FQDN (Fully Qualified Domain Name) Classifier

A production-grade Machine Learning classifier for predicting whether an FQDN (Fully Qualified Domain Name) is benign or malicious.

Built with security and scalability in mind, this project leverages a Random Forest Classifier trained on extensive datasets. It features a robust feature extraction pipeline (DNS, SSL, Whois, lexical analysis) and exposes a production-ready Flask API.

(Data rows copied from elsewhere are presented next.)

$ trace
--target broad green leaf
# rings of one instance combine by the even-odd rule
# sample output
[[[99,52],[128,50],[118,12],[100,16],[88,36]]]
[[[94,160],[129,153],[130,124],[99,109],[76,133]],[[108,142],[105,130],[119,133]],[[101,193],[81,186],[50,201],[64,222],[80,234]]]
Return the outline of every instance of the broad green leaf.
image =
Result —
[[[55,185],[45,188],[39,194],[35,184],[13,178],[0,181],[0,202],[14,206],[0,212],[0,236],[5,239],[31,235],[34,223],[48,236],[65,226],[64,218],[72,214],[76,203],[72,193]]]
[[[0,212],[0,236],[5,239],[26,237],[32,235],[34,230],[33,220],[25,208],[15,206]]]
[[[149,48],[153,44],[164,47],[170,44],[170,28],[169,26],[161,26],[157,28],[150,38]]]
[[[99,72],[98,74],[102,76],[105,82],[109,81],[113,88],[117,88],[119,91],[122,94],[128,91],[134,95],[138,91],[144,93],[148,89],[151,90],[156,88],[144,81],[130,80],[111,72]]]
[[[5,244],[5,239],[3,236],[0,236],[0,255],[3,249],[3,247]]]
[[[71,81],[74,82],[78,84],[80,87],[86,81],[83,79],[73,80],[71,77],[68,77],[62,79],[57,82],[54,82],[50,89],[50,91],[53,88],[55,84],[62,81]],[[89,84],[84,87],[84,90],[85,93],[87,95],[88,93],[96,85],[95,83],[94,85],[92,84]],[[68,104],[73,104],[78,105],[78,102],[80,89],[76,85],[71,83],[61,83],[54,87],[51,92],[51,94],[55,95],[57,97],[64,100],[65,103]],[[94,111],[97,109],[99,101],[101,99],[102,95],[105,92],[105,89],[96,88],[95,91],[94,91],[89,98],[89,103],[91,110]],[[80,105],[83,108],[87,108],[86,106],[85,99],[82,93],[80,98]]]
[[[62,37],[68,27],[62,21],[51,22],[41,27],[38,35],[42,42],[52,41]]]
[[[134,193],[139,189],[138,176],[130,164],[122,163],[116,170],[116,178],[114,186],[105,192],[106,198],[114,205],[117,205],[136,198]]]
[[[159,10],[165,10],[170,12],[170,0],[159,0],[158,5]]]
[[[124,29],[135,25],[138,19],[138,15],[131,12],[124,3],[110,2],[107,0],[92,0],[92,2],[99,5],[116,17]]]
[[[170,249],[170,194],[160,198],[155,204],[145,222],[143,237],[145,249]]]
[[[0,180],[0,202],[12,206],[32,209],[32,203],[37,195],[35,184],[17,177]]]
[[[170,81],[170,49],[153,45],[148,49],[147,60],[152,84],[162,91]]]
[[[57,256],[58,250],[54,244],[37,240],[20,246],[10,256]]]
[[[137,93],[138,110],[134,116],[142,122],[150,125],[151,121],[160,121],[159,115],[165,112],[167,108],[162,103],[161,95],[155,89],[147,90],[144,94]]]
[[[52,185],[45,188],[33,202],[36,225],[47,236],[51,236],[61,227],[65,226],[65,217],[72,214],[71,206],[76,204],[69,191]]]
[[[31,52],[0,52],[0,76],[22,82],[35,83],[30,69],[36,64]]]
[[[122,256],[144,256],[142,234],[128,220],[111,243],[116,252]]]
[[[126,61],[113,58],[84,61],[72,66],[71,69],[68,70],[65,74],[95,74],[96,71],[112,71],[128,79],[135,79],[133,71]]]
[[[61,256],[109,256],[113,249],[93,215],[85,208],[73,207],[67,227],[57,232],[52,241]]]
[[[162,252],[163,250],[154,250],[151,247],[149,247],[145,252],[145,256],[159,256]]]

Data Source Attribution: This model is designed to work with high-quality threat intelligence data. It specifically leverages the aggregated daily blacklists from fabriziosalmi/blacklist, ensuring the model is trained on up-to-date real-world threats.

🚀 Key Features

Advanced Feature Engineering: Extracts over 20 distinct features including DNS records, SSL validity, lexical entropy, and specific keyword patterns.
Production-Ready API: A secure Flask-based REST API with input validation, health checks, and metrics.
Robust Architecture:
- Centralized Configuration: All settings managed via settings.py (with config.ini override support).
- Thread-Safe Timeouts: Cross-platform (Windows/Linux/macOS) support for analysis timeouts.
- Testing Suite: Comprehensive pytest coverage for API and prediction logic.
Performance: Optimized extraction pipeline with caching and multithreading.
Rich CLI: Beautiful terminal output using the rich library.

🏗️ Architecture

The project consists of three main components:

augment.py: The simplified ETL pipeline. It enriches raw FQDN lists (like those from fabriziosalmi/blacklist) with deep analysis features.
fqdn_classifier.py: The training engine. Trains a Random Forest (or other) model and serializes it using joblib.
api.py / predict.py: The inference layer. Loads the serialized model to serve predictions via CLI or HTTP API.

🛠️ Installation

Clone the repository:

git clone https://github.com/fabriziosalmi/fqdn-model.git
cd fqdn-model

Set up environment:

python3 -m venv venv
source venv/bin/activate  # On Windows: venv\Scripts\activate
pip install -r requirements.txt

🚦 Usage

1. Training (Optional)

If you want to retrain the model with your own data or fresh data from fabriziosalmi/blacklist:

# 1. Download lists
wget https://raw.githubusercontent.com/fabriziosalmi/blacklist/master/blacklist.txt
wget https://raw.githubusercontent.com/fabriziosalmi/blacklist/master/whitelist.txt

# 2. Augment data (Extract features)
python augment.py -i blacklist.txt -o blacklist.json --is_bad 1
python augment.py -i whitelist.txt -o whitelist.json --is_bad 0

# 3. Merge & Train
python merge_datasets.py blacklist.json whitelist.json -o dataset.json
python fqdn_classifier.py dataset.json

2. Prediction (CLI)

Classify domains directly from your terminal:

python predict.py google.com
# Output: Benign (99.9%)

python predict.py malicious-test-domain.xyz
# Output: Malicious (95.2%)

3. API Serving

Start the secure production server:

python api.py

Health Check:

curl http://localhost:5000/health

Prediction:

curl -X POST http://localhost:5000/predict \
     -H "Content-Type: application/json" \
     -d '{"fqdn": "example.com"}'

⚙️ Configuration

The project uses a hierarchical configuration system:

Defaults: Defined in settings.py.
Config File: Values in config.ini override defaults.
Environment/CLI: Runtime arguments override everything.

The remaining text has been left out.